I am scared. Scared I can’t do it. I mean how on earth does an actual baby get out of there. Obviously I am no moron, I know the facts, but Christ, giving birth is surely the most concentratedly challenging and hard thing any woman has to do no matter how it comes out.
I’m scared of everything. Of it coming too quick and not making it to hospital (as IF after the 18 hours of labour last time). What if it comes at home and gets stuck, what if MrSlender has to call 999, do some kind of horrific procedure to save me or the baby, what if he does but it’s not enough.
What if he’s not here.
I’m scared of the journey to hospital, of the pain of bumps in the road.
I’m scared they’ll make me have an epidural too soon and labour won’t progress. I’ll be flat on my back, the heart rate will drop, my baby will be stuck. I’ll have to go in to theatre anyway, after agonising over deciding not to.
I’m scared of not being allowed to ease my pain in water because I need to be monitored, needing gas and air instead and hyperventilating and having another seizure.
I’m scared no matter how many times they try they can’t get an epidural to work, I have to have gas and air and then hyperventilate, have a seizure, then have to have another general and c-section as an emergency.
I’m scared of not being aware or awake when my baby’s born.
I’m scared of waking up again not knowing if I’m still pregnant or not.
Of course I could ‘just have another caesarean’. But would you want your torso sliced open, not one but two cuts.

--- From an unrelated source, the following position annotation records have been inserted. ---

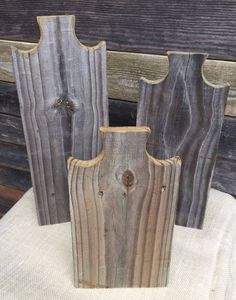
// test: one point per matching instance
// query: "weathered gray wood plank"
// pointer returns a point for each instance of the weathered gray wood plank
(122, 212)
(125, 69)
(185, 114)
(139, 26)
(63, 101)
(15, 178)
(9, 103)
(11, 130)
(225, 176)
(13, 156)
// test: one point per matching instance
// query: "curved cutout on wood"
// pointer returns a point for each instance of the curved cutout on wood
(185, 114)
(62, 89)
(122, 212)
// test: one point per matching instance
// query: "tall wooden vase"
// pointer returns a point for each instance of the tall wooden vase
(63, 101)
(122, 207)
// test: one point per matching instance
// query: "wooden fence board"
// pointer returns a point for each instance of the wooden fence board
(125, 69)
(122, 204)
(146, 26)
(185, 114)
(15, 178)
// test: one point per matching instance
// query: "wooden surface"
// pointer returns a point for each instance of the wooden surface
(140, 26)
(63, 100)
(125, 69)
(122, 212)
(185, 114)
(16, 179)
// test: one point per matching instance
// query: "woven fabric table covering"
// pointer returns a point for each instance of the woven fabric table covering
(36, 262)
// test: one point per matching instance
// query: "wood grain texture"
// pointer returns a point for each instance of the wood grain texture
(125, 69)
(227, 145)
(14, 156)
(8, 197)
(224, 176)
(63, 101)
(15, 179)
(140, 26)
(11, 130)
(9, 103)
(122, 212)
(185, 114)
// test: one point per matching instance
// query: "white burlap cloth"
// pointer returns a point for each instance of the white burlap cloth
(36, 262)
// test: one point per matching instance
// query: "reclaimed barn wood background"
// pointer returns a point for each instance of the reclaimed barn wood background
(140, 27)
(147, 26)
(123, 203)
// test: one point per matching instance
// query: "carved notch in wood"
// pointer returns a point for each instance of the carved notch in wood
(122, 212)
(185, 114)
(63, 100)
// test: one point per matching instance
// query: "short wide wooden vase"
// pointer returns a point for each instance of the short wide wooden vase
(122, 206)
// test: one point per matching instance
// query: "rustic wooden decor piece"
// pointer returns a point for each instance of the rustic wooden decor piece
(63, 101)
(185, 114)
(125, 69)
(122, 212)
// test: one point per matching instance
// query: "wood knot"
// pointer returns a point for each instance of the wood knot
(63, 102)
(128, 178)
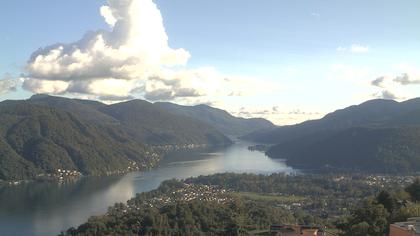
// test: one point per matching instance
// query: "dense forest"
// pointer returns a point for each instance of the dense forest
(38, 141)
(54, 137)
(219, 119)
(245, 204)
(375, 136)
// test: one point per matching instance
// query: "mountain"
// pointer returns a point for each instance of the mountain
(374, 113)
(37, 141)
(219, 119)
(378, 135)
(393, 149)
(151, 124)
(144, 121)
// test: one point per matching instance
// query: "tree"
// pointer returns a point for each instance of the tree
(370, 219)
(387, 200)
(414, 190)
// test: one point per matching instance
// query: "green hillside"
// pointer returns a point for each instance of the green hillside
(36, 141)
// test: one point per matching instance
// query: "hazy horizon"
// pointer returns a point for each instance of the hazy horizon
(284, 61)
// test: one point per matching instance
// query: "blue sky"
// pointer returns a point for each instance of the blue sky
(313, 56)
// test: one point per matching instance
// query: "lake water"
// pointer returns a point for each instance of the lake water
(48, 208)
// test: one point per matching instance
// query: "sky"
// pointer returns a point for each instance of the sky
(287, 61)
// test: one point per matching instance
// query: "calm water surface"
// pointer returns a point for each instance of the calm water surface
(48, 208)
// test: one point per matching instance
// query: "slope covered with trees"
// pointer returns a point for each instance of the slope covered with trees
(395, 149)
(220, 119)
(143, 121)
(378, 135)
(37, 141)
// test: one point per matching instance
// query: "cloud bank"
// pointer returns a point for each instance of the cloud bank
(8, 84)
(131, 59)
(391, 85)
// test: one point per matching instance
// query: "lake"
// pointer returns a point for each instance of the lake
(46, 208)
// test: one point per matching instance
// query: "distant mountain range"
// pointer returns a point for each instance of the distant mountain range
(220, 119)
(45, 134)
(378, 135)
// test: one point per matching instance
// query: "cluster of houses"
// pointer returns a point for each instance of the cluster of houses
(409, 228)
(63, 174)
(298, 230)
(190, 192)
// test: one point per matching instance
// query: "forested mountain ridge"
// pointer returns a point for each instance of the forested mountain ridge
(220, 119)
(38, 141)
(378, 135)
(144, 121)
(373, 113)
(45, 135)
(393, 149)
(151, 124)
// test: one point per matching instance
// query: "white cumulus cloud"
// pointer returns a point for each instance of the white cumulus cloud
(132, 58)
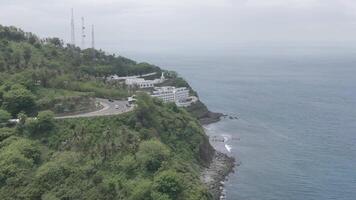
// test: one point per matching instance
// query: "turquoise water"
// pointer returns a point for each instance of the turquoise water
(297, 125)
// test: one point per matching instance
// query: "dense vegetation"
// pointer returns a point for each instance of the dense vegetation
(152, 153)
(38, 73)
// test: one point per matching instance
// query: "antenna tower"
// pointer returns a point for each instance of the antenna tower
(72, 29)
(92, 37)
(83, 33)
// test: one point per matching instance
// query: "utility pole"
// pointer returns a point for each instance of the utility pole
(83, 33)
(72, 29)
(92, 37)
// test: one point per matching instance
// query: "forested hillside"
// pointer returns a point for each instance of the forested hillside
(152, 153)
(35, 74)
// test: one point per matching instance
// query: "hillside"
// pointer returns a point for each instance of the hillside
(154, 152)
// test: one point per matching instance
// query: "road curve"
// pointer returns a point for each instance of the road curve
(114, 107)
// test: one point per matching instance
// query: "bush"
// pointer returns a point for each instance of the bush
(151, 154)
(168, 183)
(4, 117)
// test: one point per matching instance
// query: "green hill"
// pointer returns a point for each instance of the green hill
(152, 153)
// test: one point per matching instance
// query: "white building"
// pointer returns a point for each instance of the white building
(142, 83)
(171, 94)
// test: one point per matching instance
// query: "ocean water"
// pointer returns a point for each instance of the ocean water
(296, 132)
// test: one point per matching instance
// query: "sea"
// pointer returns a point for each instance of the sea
(293, 117)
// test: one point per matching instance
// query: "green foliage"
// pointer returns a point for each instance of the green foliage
(151, 154)
(48, 64)
(168, 183)
(4, 117)
(18, 99)
(43, 123)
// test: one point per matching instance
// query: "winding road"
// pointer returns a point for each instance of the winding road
(113, 107)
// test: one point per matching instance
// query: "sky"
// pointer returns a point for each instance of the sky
(188, 25)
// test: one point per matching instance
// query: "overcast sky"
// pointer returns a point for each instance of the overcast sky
(188, 25)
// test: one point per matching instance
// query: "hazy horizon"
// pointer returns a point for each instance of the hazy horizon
(189, 26)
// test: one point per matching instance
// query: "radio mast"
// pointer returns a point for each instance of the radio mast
(92, 37)
(83, 33)
(72, 29)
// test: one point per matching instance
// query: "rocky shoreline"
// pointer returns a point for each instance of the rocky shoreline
(221, 165)
(215, 175)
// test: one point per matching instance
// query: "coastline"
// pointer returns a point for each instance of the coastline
(221, 165)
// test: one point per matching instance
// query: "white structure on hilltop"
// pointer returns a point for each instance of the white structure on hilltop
(171, 94)
(122, 78)
(142, 83)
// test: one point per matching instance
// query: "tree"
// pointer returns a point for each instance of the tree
(168, 183)
(44, 123)
(45, 120)
(27, 54)
(19, 99)
(151, 154)
(4, 117)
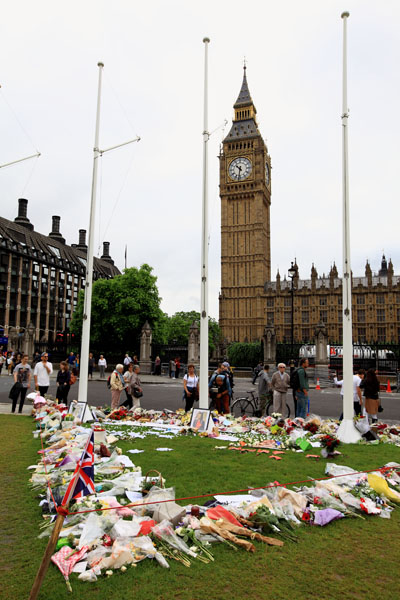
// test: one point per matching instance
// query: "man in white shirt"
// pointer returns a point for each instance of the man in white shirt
(42, 373)
(357, 397)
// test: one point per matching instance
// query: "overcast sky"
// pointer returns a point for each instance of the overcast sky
(149, 193)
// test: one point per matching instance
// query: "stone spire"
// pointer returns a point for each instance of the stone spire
(244, 98)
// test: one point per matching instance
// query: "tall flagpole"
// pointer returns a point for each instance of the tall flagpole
(87, 307)
(203, 400)
(347, 432)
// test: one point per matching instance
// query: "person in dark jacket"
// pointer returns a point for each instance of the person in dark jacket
(63, 382)
(371, 394)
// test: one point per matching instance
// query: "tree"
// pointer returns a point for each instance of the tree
(245, 355)
(120, 306)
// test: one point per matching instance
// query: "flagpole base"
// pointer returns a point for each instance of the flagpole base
(347, 433)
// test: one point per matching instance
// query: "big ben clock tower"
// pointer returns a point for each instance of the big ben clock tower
(245, 190)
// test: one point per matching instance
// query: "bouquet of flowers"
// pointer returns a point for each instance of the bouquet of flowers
(311, 427)
(118, 414)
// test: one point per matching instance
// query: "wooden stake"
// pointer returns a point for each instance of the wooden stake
(47, 557)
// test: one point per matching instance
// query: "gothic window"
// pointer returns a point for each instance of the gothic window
(362, 336)
(380, 315)
(381, 334)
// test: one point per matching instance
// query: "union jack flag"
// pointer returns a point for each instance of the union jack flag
(82, 482)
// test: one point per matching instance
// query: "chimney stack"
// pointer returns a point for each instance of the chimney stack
(82, 240)
(106, 253)
(55, 230)
(22, 218)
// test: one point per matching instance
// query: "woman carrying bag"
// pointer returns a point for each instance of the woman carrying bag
(371, 394)
(191, 388)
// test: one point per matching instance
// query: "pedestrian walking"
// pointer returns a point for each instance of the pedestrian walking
(92, 364)
(280, 384)
(22, 376)
(172, 368)
(191, 388)
(136, 387)
(371, 394)
(257, 371)
(357, 397)
(264, 389)
(127, 379)
(157, 366)
(177, 367)
(42, 373)
(117, 384)
(71, 361)
(102, 366)
(302, 389)
(63, 383)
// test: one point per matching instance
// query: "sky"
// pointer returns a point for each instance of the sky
(150, 193)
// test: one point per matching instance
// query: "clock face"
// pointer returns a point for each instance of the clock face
(267, 174)
(239, 169)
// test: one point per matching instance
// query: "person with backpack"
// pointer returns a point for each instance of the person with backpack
(280, 383)
(117, 384)
(299, 382)
(264, 389)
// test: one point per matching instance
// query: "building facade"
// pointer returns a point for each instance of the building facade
(245, 191)
(318, 301)
(40, 278)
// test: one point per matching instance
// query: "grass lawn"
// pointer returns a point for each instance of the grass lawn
(348, 559)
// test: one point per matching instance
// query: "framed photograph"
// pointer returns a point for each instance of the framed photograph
(200, 419)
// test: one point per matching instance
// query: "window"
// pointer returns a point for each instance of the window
(55, 250)
(380, 315)
(361, 316)
(362, 335)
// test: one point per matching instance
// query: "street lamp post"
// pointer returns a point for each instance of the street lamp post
(292, 272)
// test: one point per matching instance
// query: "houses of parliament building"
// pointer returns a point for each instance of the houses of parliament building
(249, 301)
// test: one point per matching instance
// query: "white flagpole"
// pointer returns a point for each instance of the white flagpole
(87, 308)
(203, 400)
(347, 432)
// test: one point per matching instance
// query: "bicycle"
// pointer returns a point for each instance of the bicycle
(251, 406)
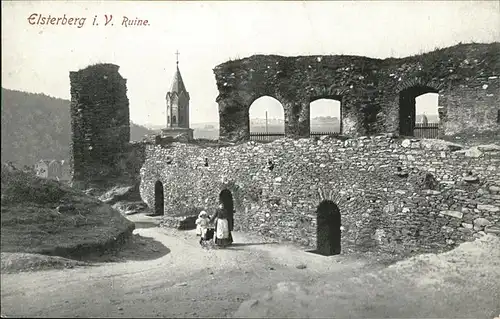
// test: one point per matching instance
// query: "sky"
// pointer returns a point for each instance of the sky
(38, 58)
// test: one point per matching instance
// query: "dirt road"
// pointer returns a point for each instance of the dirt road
(165, 273)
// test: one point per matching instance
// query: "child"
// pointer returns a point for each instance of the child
(202, 225)
(222, 233)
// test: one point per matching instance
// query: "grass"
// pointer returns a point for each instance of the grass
(31, 223)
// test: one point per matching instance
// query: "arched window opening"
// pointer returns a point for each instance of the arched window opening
(418, 112)
(267, 119)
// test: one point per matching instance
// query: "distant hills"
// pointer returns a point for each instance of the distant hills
(36, 126)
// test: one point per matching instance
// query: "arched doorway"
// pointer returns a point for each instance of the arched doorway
(226, 199)
(328, 233)
(159, 199)
(410, 113)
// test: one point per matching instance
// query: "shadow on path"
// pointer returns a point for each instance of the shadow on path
(252, 244)
(138, 248)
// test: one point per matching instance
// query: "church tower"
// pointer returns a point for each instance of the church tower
(177, 100)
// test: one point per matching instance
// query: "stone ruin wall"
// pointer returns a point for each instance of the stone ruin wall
(379, 209)
(467, 78)
(100, 124)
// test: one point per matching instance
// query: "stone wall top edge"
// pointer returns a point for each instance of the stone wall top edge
(469, 49)
(399, 144)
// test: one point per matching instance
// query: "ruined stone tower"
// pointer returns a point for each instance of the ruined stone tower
(178, 109)
(100, 124)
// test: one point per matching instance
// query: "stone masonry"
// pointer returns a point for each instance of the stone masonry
(100, 124)
(377, 96)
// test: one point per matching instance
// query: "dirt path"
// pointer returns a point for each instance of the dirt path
(165, 273)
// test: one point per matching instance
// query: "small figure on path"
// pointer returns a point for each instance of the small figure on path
(223, 235)
(202, 225)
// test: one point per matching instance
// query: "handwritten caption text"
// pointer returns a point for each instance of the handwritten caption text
(104, 20)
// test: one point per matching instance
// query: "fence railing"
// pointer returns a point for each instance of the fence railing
(429, 130)
(269, 137)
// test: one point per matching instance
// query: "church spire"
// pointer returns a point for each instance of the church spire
(178, 84)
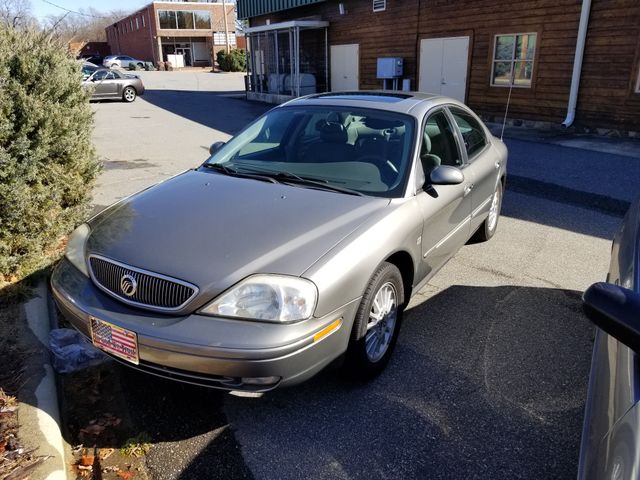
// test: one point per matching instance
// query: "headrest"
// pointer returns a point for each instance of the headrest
(426, 144)
(333, 133)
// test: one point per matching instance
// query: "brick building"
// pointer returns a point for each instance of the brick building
(193, 29)
(474, 50)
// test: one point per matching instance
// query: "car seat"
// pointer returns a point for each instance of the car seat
(429, 160)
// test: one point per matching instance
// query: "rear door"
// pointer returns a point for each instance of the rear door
(446, 209)
(482, 162)
(106, 84)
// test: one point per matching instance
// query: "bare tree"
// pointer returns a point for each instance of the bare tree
(87, 24)
(15, 13)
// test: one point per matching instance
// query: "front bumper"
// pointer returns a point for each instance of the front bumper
(210, 351)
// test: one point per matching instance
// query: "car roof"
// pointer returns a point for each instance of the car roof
(412, 103)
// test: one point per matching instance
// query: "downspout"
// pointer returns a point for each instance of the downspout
(577, 63)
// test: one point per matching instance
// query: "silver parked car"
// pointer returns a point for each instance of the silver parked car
(611, 435)
(122, 61)
(107, 84)
(297, 243)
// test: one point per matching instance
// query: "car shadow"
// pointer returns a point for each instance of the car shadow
(226, 112)
(484, 383)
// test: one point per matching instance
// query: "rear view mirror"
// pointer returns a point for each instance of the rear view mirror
(615, 310)
(215, 147)
(446, 175)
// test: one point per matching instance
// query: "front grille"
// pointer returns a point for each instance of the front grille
(152, 290)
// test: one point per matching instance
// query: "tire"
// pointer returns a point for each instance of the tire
(129, 94)
(373, 340)
(490, 225)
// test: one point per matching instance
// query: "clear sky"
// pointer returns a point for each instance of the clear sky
(41, 8)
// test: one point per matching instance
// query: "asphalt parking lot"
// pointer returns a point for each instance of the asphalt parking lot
(490, 372)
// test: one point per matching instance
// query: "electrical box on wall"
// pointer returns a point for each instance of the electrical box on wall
(390, 67)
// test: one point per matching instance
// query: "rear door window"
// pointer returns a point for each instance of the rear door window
(472, 132)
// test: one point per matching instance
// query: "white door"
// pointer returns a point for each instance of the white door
(344, 67)
(443, 66)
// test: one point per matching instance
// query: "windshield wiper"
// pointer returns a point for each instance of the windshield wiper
(236, 173)
(288, 177)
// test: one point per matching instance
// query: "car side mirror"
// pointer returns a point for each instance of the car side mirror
(616, 310)
(216, 146)
(446, 175)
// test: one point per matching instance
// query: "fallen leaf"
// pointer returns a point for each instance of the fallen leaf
(105, 453)
(93, 429)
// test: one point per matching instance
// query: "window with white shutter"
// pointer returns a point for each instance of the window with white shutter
(379, 5)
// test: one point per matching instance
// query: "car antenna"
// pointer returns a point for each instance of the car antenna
(506, 110)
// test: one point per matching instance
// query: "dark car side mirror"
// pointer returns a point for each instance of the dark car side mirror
(216, 146)
(616, 310)
(446, 175)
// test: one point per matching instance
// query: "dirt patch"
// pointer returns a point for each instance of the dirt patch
(16, 460)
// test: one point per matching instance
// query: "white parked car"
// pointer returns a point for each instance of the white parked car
(123, 61)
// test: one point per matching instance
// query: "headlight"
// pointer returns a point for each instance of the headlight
(274, 298)
(75, 248)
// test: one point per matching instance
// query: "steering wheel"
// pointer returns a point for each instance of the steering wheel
(388, 171)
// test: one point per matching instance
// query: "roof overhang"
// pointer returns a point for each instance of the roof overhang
(287, 25)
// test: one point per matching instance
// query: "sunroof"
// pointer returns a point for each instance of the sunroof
(367, 97)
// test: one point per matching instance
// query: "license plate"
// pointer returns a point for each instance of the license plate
(115, 340)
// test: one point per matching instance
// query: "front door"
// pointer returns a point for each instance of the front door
(186, 53)
(344, 67)
(443, 66)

Want to feel people fishing and yanking inside your gut (I am imagining this, I obviously don’t know what it feels like being unconscious and all). Be scared to cough, laugh, sneeze just in case your stomach ripped open. Not be able to walk properly, back to normal, for months. Not be able to lift your toddler, to play sitting on the floor, to Hoover your house (if you actually had one that needed hoovering). To walk up stairs comfortably. To drive your car.
I’m scared I’ve made the wrong decision, that all those things are better than the unknown of childbirth.
But I know how I felt after I had the pob. I wanted a chance to try again, I still do. It’s natural instinct I guess.
I just want to have my baby with us both happy and healthy. Preferably without my stomach being sliced open. I want to be conscious. I want to know I’ve had our baby and remember having it and remember meeting it for the first time.
I am telling myself there are worse situations out there. Other people have had worse. They have got through a second birth. And anyway being scared of giving birth is normal, right? No matter how straight forward or complex, easy or horrific your first birth, every woman must be scared before she has her second. Even if she knows she’s having a section. No matter how its coming out.
Surely it’s normal to try to keep busy, to keep your mind occupied and to not want to dwell on the upcoming due date. Birth trauma or no birth trauma.
I just want my baby in my arms having known its been born, I want to meet my baby when it meets the world.